Home-based activities — think needlepoint, art, baking, pottery — are likely to become increasingly popular.

There is an opportunity to develop a pair of glasses that allows the wearer to see in front, behind, and on the side. That could prevent a terrorist from attacking.

There appears to be no obvious solution beyond beefing up our intelligence and security and digging deep inside ourselves to find faith, courage, and hope. It is the displays of this perennial tikva — of hope — that seems to brighten up some of the darkest days. Learning that an Arab doctor saved the life of a 13-year-old Jewish boy, seeing a group of Jews at the Tachana Merkazit in Jerusalem bursting into a Zionist songathon after the latest attack, hearing an Am Yisrael Chai song blasting from a car on the streets of Baca late on Friday afternoon, or seeing an inspirational quote, “am netzah lo yifached” —the eternal people do not fear — taped to a bus stop also help raise people’s spirits, at least temporarily.

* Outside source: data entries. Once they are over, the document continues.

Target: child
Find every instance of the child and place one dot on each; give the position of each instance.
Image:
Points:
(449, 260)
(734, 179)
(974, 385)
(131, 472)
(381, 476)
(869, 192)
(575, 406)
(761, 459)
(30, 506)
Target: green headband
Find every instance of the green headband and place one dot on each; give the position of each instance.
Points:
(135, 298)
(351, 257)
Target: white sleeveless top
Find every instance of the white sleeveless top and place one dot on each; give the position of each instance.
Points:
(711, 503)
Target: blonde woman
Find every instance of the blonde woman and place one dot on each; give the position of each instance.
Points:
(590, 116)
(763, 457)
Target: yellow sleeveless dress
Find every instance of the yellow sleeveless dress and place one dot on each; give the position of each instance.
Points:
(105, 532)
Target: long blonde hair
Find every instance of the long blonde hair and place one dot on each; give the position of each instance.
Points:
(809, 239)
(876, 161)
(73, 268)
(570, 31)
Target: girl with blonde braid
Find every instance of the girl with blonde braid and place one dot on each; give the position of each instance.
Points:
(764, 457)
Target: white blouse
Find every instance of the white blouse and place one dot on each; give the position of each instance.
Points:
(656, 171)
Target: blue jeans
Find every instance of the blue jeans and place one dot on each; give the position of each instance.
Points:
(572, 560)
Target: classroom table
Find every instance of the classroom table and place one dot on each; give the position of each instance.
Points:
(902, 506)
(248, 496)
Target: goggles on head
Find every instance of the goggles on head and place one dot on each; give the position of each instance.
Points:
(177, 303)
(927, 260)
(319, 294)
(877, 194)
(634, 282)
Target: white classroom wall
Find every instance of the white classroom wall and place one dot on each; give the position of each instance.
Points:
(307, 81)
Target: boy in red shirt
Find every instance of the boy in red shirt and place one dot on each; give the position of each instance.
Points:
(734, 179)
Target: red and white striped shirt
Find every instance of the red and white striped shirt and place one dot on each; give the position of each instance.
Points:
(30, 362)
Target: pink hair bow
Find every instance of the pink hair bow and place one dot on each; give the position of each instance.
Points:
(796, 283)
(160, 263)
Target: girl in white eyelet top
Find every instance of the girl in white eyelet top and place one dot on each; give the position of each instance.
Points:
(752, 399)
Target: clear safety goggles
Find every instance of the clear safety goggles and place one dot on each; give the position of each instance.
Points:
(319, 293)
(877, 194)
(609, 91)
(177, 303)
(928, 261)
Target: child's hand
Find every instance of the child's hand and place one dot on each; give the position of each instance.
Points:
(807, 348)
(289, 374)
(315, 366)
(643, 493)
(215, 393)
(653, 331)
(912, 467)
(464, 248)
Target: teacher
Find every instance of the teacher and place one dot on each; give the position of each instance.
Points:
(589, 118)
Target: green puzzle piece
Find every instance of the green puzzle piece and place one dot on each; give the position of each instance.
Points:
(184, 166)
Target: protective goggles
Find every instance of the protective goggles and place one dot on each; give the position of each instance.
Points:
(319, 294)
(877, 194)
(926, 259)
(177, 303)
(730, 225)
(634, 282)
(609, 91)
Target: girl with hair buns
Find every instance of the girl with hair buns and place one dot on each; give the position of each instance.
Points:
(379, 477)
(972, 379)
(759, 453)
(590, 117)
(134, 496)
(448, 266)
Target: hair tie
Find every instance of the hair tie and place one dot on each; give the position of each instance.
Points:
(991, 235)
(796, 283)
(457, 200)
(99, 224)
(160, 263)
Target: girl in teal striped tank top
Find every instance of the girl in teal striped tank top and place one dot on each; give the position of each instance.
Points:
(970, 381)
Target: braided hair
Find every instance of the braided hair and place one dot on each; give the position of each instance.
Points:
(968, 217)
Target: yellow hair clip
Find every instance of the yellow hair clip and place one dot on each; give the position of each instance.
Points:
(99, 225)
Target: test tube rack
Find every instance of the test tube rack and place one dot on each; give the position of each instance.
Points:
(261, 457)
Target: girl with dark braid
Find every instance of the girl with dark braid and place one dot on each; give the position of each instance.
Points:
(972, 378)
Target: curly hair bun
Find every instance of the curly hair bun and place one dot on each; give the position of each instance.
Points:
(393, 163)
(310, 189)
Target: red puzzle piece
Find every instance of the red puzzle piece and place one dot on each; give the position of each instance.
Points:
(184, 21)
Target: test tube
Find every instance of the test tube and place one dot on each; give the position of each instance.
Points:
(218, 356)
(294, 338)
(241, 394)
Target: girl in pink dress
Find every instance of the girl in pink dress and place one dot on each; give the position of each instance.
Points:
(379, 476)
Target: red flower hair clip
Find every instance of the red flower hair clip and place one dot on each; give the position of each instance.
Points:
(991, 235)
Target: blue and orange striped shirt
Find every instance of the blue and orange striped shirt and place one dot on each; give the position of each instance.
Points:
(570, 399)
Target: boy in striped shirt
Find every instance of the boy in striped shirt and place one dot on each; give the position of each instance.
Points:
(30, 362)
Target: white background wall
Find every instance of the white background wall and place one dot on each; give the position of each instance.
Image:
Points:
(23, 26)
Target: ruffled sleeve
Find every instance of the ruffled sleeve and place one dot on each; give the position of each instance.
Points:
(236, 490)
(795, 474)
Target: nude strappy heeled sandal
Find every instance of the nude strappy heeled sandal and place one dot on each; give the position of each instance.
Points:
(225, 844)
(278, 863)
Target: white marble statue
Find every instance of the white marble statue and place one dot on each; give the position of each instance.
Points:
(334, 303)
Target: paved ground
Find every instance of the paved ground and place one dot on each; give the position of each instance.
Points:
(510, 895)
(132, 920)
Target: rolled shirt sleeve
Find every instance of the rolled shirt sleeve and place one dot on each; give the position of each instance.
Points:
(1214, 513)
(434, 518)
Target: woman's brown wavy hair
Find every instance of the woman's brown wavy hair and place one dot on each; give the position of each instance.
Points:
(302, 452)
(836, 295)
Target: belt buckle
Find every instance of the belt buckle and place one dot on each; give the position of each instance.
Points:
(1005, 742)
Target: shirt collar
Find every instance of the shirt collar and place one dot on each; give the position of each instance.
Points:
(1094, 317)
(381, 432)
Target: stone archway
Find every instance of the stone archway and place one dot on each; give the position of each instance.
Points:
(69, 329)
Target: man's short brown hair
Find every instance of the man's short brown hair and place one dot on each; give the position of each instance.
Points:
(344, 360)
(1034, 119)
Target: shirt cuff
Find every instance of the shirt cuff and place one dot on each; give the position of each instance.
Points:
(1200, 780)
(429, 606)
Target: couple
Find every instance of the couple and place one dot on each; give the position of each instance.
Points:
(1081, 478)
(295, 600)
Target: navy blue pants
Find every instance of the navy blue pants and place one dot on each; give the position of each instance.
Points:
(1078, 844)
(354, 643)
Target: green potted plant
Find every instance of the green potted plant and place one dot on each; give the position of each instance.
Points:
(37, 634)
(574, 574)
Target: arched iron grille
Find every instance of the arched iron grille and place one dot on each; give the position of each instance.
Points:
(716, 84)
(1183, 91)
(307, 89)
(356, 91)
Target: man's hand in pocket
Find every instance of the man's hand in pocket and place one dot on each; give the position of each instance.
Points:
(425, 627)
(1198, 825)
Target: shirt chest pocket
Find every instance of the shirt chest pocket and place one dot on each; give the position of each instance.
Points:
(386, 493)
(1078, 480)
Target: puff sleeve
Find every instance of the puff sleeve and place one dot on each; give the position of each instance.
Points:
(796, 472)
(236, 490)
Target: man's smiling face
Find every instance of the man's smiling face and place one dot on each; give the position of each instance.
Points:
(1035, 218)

As I ambled through Ben Gurion on the way to my El Al departure gate, I felt overwhelmed by the emotion of the past days: sadness at saying au revoir to my daughter, deep anxiety about leaving her to deal with the matzav-induced lockdowns in our trouble-filled land; pride that she was staying and witnessing a tough period in Jewish history and feeling it in her heart and soul; love for the stamina, energy, and passion that permeates the hearts of our people even in the midst of an exceedingly perilous and frightening period.

And when I arrived at Newark, I felt sad to be so far from our complex “‘miracle on the Mediterranean” land. It was a feeling of emptiness, coupled by the acknowledgment that I was now back home in a land that really is only temporarily mine. Because, when push comes to shove, I’m just a temporary sojourner in this land. I am and always have been, first and foremost, a Jew whose heart is Bamizrach.